Regarding selenium, it appears from the above studies that the
changes in selenium are due to diet alterations (National Academy of
Sciences, 2006), and there is scant literature on the effect of exercise on
this element. Thus, serum Se values are in accordance with established
plasma levels (Baltaci et al., 2016). Most research on post-exercise levels
reported a decrease in plasma/serum (Emre et al., 2004; Eskici et al.,
2016; Margaritis et al., 2005). This fall may be due to an increase in the
antioxidant response. Rodas et al. (2000) suggested that the decrease in
serum post-exercise may be associated with the transfer of lactate to the
blood from the muscle. Doker et al. (2014) reported higher levels of
serum Se after acute exercise in amateur swimmers, but not in controls.
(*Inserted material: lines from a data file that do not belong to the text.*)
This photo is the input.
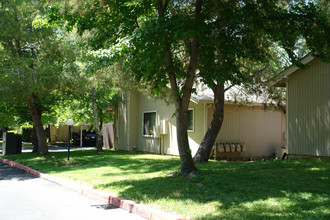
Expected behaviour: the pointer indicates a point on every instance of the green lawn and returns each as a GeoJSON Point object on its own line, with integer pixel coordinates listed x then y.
{"type": "Point", "coordinates": [290, 189]}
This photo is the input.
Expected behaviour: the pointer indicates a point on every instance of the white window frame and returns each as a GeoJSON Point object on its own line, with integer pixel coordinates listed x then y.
{"type": "Point", "coordinates": [193, 110]}
{"type": "Point", "coordinates": [146, 135]}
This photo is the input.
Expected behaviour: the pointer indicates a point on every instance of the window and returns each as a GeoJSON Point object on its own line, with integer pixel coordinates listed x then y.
{"type": "Point", "coordinates": [190, 119]}
{"type": "Point", "coordinates": [149, 123]}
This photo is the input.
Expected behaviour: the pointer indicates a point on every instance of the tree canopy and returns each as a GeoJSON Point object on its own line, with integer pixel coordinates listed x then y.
{"type": "Point", "coordinates": [166, 42]}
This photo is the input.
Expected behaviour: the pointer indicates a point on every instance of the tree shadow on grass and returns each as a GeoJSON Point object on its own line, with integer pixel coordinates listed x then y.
{"type": "Point", "coordinates": [273, 189]}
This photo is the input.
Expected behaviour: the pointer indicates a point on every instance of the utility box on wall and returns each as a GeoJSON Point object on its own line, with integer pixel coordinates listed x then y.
{"type": "Point", "coordinates": [164, 127]}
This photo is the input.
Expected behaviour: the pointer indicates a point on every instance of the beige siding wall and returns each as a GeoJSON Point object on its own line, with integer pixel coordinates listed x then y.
{"type": "Point", "coordinates": [262, 131]}
{"type": "Point", "coordinates": [131, 134]}
{"type": "Point", "coordinates": [309, 110]}
{"type": "Point", "coordinates": [60, 133]}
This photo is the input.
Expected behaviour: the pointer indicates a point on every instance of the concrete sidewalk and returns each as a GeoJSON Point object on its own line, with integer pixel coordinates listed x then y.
{"type": "Point", "coordinates": [131, 206]}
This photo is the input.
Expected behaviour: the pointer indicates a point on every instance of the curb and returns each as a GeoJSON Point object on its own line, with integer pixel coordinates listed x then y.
{"type": "Point", "coordinates": [129, 205]}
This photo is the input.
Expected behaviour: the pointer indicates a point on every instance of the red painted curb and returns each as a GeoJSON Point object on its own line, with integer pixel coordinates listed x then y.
{"type": "Point", "coordinates": [129, 205]}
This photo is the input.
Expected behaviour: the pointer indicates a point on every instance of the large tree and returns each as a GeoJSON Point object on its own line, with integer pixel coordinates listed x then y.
{"type": "Point", "coordinates": [32, 60]}
{"type": "Point", "coordinates": [248, 34]}
{"type": "Point", "coordinates": [171, 43]}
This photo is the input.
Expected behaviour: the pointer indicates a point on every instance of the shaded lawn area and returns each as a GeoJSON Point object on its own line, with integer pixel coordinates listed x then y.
{"type": "Point", "coordinates": [290, 189]}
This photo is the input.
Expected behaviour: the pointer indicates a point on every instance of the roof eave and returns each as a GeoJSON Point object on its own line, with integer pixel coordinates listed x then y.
{"type": "Point", "coordinates": [280, 80]}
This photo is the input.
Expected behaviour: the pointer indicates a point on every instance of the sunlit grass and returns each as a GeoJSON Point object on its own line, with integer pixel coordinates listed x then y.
{"type": "Point", "coordinates": [291, 189]}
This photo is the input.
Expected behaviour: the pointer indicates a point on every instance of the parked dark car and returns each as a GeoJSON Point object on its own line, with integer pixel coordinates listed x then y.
{"type": "Point", "coordinates": [89, 138]}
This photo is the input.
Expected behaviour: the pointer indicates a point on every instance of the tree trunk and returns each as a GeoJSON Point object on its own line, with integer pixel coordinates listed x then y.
{"type": "Point", "coordinates": [37, 124]}
{"type": "Point", "coordinates": [99, 137]}
{"type": "Point", "coordinates": [182, 101]}
{"type": "Point", "coordinates": [35, 140]}
{"type": "Point", "coordinates": [187, 163]}
{"type": "Point", "coordinates": [115, 138]}
{"type": "Point", "coordinates": [210, 136]}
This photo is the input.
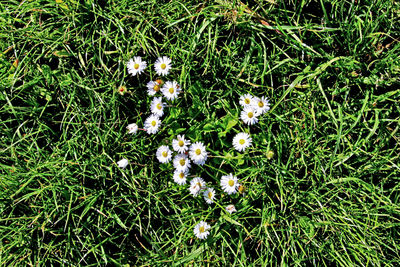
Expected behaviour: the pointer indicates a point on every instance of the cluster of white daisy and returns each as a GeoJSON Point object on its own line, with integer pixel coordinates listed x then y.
{"type": "Point", "coordinates": [169, 89]}
{"type": "Point", "coordinates": [185, 154]}
{"type": "Point", "coordinates": [253, 107]}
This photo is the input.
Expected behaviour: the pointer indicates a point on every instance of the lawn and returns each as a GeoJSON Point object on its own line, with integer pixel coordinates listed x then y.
{"type": "Point", "coordinates": [319, 183]}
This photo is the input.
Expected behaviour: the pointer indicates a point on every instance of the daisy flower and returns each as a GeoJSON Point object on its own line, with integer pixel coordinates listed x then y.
{"type": "Point", "coordinates": [171, 90]}
{"type": "Point", "coordinates": [164, 154]}
{"type": "Point", "coordinates": [261, 104]}
{"type": "Point", "coordinates": [246, 100]}
{"type": "Point", "coordinates": [198, 153]}
{"type": "Point", "coordinates": [151, 124]}
{"type": "Point", "coordinates": [153, 87]}
{"type": "Point", "coordinates": [230, 208]}
{"type": "Point", "coordinates": [196, 185]}
{"type": "Point", "coordinates": [241, 141]}
{"type": "Point", "coordinates": [162, 65]}
{"type": "Point", "coordinates": [180, 144]}
{"type": "Point", "coordinates": [157, 106]}
{"type": "Point", "coordinates": [122, 90]}
{"type": "Point", "coordinates": [209, 195]}
{"type": "Point", "coordinates": [180, 177]}
{"type": "Point", "coordinates": [132, 128]}
{"type": "Point", "coordinates": [249, 115]}
{"type": "Point", "coordinates": [201, 230]}
{"type": "Point", "coordinates": [229, 184]}
{"type": "Point", "coordinates": [136, 66]}
{"type": "Point", "coordinates": [123, 163]}
{"type": "Point", "coordinates": [181, 162]}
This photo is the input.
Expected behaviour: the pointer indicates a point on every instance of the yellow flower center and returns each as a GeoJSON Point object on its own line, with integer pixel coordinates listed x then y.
{"type": "Point", "coordinates": [182, 162]}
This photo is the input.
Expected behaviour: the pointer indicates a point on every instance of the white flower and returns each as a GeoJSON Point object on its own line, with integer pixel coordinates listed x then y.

In this sense, a recent study found an increase of Se serum after exercise
in well trained athletes. Nonetheless, the mentioned investigations did
not correct the values for haemoconcentration (Soria et al., 2015). In
heat stress, Wang et al. (2012) found a depletion of Se after intense
basketball exercise, but did not correct for haemoconcentration, which
is possibly why the values they obtained returned to baseline after 2 h. In
a recent study by our group, on the acute effect in Se, there was a serum
post-exercise decrease in Se, but their significance decreased after
correction for haemoconcentration (Siquier-Coll et al., 2019b), as in this
study. In another recent study where the correction for haemoconcen­
tration was performed, serum changes occurred in the group of athletes
and not in the control group, suggesting that continued physical activity
produces an antioxidant response (Maynar et al., 2018b). In addition, no
changes in urinary Se were observed in the above-mentioned study.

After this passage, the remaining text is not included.